4. **Data Variability**: The live data may exhibit variability not present in the training data, highlighting the importance of robust model validation and adaptation to real-world conditions.

## Challenges in Train Data Model Prediction on Live Data

1. **Inconsistent Scaling**: The difference in scaling parameters between training and live data can lead to inaccurate predictions. Ensuring consistent scaling across datasets is crucial.

2. **Data Drift**: Changes in data distribution over time can affect model performance, necessitating continuous monitoring and adaptation.

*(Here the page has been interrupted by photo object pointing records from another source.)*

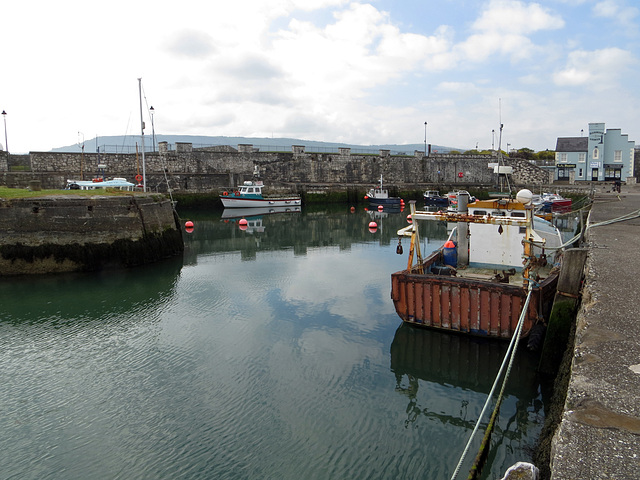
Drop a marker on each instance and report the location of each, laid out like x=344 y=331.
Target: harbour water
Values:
x=272 y=352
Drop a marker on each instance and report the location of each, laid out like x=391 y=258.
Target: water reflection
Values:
x=445 y=378
x=270 y=354
x=336 y=226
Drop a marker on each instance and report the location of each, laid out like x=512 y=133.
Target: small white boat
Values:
x=115 y=183
x=258 y=211
x=249 y=194
x=433 y=197
x=380 y=196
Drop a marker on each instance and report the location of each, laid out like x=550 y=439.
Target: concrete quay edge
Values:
x=599 y=435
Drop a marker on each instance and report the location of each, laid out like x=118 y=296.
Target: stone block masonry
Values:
x=73 y=233
x=212 y=169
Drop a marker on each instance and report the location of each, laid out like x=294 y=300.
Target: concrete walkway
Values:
x=599 y=436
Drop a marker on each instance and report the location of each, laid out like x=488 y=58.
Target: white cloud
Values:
x=517 y=16
x=599 y=69
x=619 y=12
x=502 y=28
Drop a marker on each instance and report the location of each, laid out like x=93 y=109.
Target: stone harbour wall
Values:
x=214 y=169
x=75 y=233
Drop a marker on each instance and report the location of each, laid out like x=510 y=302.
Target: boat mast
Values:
x=144 y=173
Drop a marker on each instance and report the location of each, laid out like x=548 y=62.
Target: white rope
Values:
x=508 y=355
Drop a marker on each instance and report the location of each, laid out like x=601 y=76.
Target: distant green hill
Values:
x=127 y=144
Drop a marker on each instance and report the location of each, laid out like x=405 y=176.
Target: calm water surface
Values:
x=269 y=353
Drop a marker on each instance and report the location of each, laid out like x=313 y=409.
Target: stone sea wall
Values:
x=214 y=169
x=74 y=233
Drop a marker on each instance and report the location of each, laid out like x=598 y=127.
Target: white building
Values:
x=605 y=155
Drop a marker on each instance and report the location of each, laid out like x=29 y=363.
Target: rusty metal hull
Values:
x=466 y=305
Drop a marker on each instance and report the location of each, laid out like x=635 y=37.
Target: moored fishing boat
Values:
x=115 y=183
x=380 y=196
x=249 y=194
x=478 y=285
x=433 y=198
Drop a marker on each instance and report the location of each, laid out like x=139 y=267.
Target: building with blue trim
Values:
x=603 y=156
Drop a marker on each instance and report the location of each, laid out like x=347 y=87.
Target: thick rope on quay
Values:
x=509 y=355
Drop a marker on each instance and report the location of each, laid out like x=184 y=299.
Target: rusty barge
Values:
x=478 y=284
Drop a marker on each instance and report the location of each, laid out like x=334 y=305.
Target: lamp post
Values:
x=6 y=144
x=153 y=128
x=425 y=139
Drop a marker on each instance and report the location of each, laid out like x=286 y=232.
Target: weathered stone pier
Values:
x=599 y=435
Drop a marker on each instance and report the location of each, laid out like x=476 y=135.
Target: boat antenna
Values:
x=501 y=160
x=144 y=173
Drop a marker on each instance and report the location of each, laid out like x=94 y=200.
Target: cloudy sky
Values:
x=368 y=72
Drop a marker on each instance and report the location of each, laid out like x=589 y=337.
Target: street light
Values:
x=425 y=139
x=153 y=129
x=6 y=144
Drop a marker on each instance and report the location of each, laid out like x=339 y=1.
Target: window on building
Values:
x=612 y=174
x=563 y=173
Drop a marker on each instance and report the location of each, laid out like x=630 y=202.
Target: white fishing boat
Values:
x=96 y=183
x=258 y=211
x=380 y=196
x=249 y=194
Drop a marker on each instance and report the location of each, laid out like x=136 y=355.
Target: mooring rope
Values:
x=509 y=355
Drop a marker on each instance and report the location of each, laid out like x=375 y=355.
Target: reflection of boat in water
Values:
x=380 y=196
x=441 y=364
x=258 y=211
x=427 y=355
x=479 y=284
x=249 y=194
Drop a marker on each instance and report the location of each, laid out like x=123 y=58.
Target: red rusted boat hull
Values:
x=465 y=305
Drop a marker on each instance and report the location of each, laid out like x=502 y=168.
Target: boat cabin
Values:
x=250 y=189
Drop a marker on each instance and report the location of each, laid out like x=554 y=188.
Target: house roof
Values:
x=572 y=144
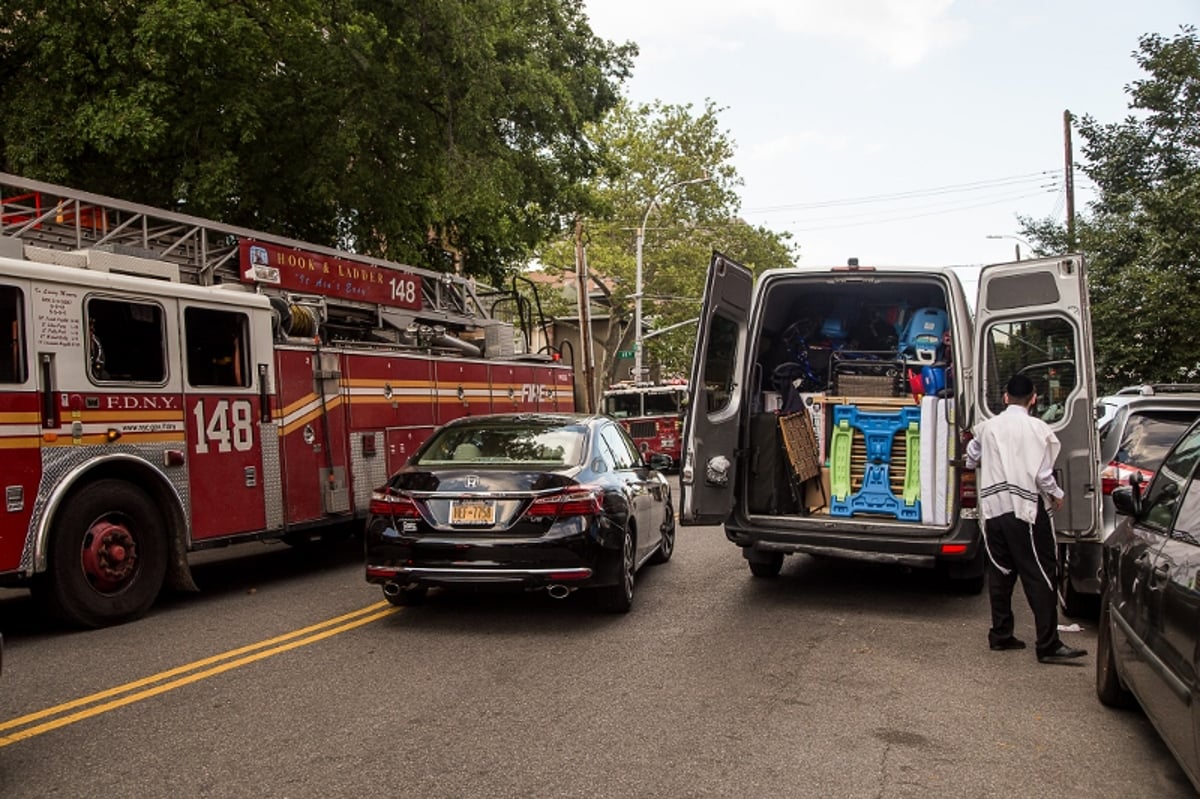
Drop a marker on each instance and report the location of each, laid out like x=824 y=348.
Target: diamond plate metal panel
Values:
x=335 y=496
x=273 y=475
x=369 y=470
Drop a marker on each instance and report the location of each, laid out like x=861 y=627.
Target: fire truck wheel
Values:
x=666 y=545
x=107 y=556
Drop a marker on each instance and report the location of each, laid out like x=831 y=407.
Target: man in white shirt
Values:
x=1014 y=452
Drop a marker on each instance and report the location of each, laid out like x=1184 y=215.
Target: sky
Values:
x=900 y=132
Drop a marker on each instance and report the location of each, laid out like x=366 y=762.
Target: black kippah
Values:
x=1019 y=386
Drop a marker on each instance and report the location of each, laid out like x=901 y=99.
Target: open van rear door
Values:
x=707 y=475
x=1032 y=318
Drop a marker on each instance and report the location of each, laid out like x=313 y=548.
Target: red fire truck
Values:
x=651 y=413
x=169 y=384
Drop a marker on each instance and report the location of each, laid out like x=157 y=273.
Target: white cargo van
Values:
x=831 y=407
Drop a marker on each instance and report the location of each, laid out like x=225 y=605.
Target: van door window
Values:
x=217 y=347
x=126 y=341
x=1164 y=492
x=12 y=335
x=720 y=364
x=1042 y=349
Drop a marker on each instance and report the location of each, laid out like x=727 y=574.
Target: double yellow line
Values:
x=61 y=715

3. **Feature Relevance**: Features that were significant in the training data may not hold the same importance in live data, requiring ongoing feature evaluation.


# Part 10 - Reflection

Reflecting on this project, one of the most challenging aspects was managing the data pipeline. Ensuring that data was clean, consistent, and ready for model training required meticulous attention to detail. Handling missing values, outliers, and ensuring the data was representative of real-world scenarios was a complex task. Additionally, integrating various tools and libraries to streamline the process was initially overwhelming, but it provided a valuable learning experience in understanding how different components of a machine learning pipeline interact.

On the positive side, I thoroughly enjoyed the model development phase. Experimenting with different algorithms and hyperparameters to optimize performance was both engaging and rewarding. It was fascinating to see how small tweaks could significantly impact the model's accuracy and efficiency. This hands-on experience deepened my understanding of machine learning concepts and reinforced the importance of iterative testing and validation.

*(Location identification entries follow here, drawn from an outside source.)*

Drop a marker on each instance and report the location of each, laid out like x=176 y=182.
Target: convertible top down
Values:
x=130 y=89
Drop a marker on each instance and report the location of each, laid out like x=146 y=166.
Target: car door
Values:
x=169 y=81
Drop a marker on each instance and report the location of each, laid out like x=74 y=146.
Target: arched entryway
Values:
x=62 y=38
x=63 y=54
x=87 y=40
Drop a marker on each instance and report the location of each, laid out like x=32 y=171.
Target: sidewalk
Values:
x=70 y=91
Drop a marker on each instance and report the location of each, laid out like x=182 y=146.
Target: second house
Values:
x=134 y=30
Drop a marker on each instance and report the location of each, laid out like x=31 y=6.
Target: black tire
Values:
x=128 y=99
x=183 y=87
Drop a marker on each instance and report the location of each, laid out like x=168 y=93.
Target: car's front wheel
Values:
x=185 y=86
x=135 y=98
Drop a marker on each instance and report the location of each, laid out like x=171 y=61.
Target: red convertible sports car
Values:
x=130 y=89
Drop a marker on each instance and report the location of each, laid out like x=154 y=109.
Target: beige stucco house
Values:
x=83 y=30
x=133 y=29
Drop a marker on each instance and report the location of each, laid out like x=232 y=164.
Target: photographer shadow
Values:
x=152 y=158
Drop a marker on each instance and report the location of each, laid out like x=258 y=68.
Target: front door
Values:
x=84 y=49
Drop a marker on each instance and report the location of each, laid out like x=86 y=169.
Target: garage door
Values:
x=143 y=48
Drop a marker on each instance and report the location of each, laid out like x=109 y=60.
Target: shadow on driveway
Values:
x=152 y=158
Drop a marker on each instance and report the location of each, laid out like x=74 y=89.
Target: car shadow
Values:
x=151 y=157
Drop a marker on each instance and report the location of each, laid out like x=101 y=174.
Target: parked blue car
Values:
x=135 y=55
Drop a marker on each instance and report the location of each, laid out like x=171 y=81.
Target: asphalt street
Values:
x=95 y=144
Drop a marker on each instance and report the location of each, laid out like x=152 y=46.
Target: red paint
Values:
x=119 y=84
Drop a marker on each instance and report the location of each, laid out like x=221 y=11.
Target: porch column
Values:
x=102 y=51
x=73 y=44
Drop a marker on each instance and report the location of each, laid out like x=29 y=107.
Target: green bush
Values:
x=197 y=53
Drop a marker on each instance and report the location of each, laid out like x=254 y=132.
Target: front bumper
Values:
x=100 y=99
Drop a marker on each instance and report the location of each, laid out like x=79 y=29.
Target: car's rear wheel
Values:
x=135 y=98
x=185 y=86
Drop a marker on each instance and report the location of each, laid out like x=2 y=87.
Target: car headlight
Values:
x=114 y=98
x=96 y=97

Through this project, I gained a clearer understanding of the steps required to deploy a model to production. From data preprocessing and model training to validation and deployment, each phase is crucial and interconnected. I learned the importance of scalability and monitoring in a production environment to ensure the model remains effective over time. This project has equipped me with practical skills and insights that are essential for successfully deploying machine learning models in real-world applications.